The objective of P(A|B) is two-fold:

  1. Determine the probability of A \in \mathcal{A} while
  2. Considering that B\in \mathcal{A} has already occurred.

The last bullet-point 2. actually means P(B)=1 since we know (by assumption, presumption, assertion or evidence) that B has been occurred. In particular, B cannot be a null set since P(B)>0. Due to the additivity of a probability space we get P(\Omega \setminus B)=0 as (\Omega\setminus B)+B=\Omega. The knowledge about B might be interpreted as an additional piece of information that we have received over time.

The following examples are going to illustrate this very basic concept.

Example (Default Rates)
Let us assume that A represents the set of all defaulting companies in the world, and B represents the defaulting companies in Germany. Hereby, we further assume B \subseteq A. Let us further assume that the average probability of default of A equals P(A)=0.021 . If we restrict the population to defaulting companies located in Germany, our estimate can be updated by this knowledge. For instance, we could state that P(A | B)=0.0141.

As a motivation of the above example, the latest S&P’s 2018 Annual Global Corporate Default And RatingTransition Study and 2018 CreditReform Default Study of German companies state average default rates.


Example (Urn)
An urn contains 3 white and 3 black balls.
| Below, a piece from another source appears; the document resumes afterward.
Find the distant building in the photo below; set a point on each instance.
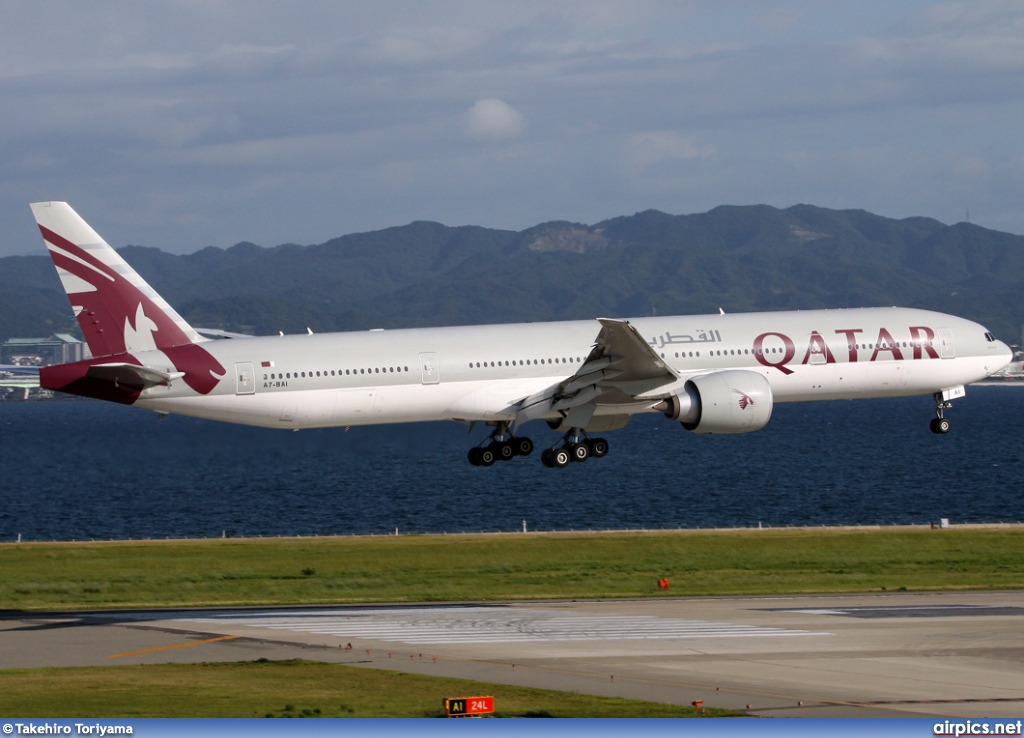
(59, 348)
Two balls will be drawn successively without putting the balls back to the urn. We are interested in the event

A:= \{ “white ball in the second draw” \}

The probability of A depends obviously on the result of the first draw. We distinguish two cases as follows.

  1. B_w := \{ “First draw results in a white ball” \}
    3 black and 2 white balls are left after the first draw. Hence, we have P(A|B_w)=\frac{\frac{3}{6} \cdot  \frac{2}{5} }{ \frac{3}{6} }= \frac{2}{5}.
  2. B_b := \{ “First draw results in a black ball” \}
    2 black and 3 white balls are left after the first draw. Hence, we have P(A|B_b)=\frac{\frac{3}{6} \cdot  \frac{3}{5}}{\frac{3}{6} }= \frac{3}{5}.

Notice that P(B_b)=P(B_w)= \frac{1}{2}. In addition, please realize that A and B_b/B_w are independent since we have not put the ball back to the urn.


Let us consider the probability measure derived from the conditional probability in more detail.

Let (\Omega, \mathcal{A}, P) be a probability space, A, B\in \mathcal{A} and P(B)>0. The map

A \mapsto P(A|B) =  \frac{P(A \cap B)}{P(B)}

defines a probability measure on \mathcal{A}.

Apparently, P(A|B)>0 since P(A\cap B)>0 and P(B)>0 for all A, B\in \mathcal{A}. Further, P(\Omega|B)= \frac{P(\Omega\cap B)}{P(B)}=1. The \sigma-additivity follow by

    \begin{align*}P(\sum_{i=1}^{\infty}{A_i} | B) &=  \frac{ P(\sum_{i=1}^{\infty}{A_i \cap B}) }{ P(B) } \\ &=  \frac{  \sum_{i=1}^{\infty} { P(A_i \cap B) } }{ P(B) } \\ &=   \sum_{i=1}^{\infty}{ P(A_i | B)}. \end{align*}


Bayes Rule

As outlined in the last section of this post, the conditional probability P(A|B) is the probability that both events A and B occur relative to the new basic set B. Let us transform the conditional probability formula as follows:

    \begin{align*}P(A|B) &= \frac{P(A \cap B)}{P(B)} \\\Leftrightarrow P(A|B) P(B) &= P(A\cap B).\end{align*}

Notice that

    \begin{align*}P(B|A) &= \frac{P(B \cap A)}{P(A)} \\\Leftrightarrow P(B|A) P(A) &= P(A\cap B).\end{align*}

Hence, we can conclude that

(1)   \begin{align*}P(B|A) P(A) &= P(A|B) P(B)\\\Leftrightarrow P(A|B) &= \frac{P(A) P(B|A)}{P(B)}.\end{align*}

Formula (1) is also called Bayes’ Rule or Bayes’ Theorem.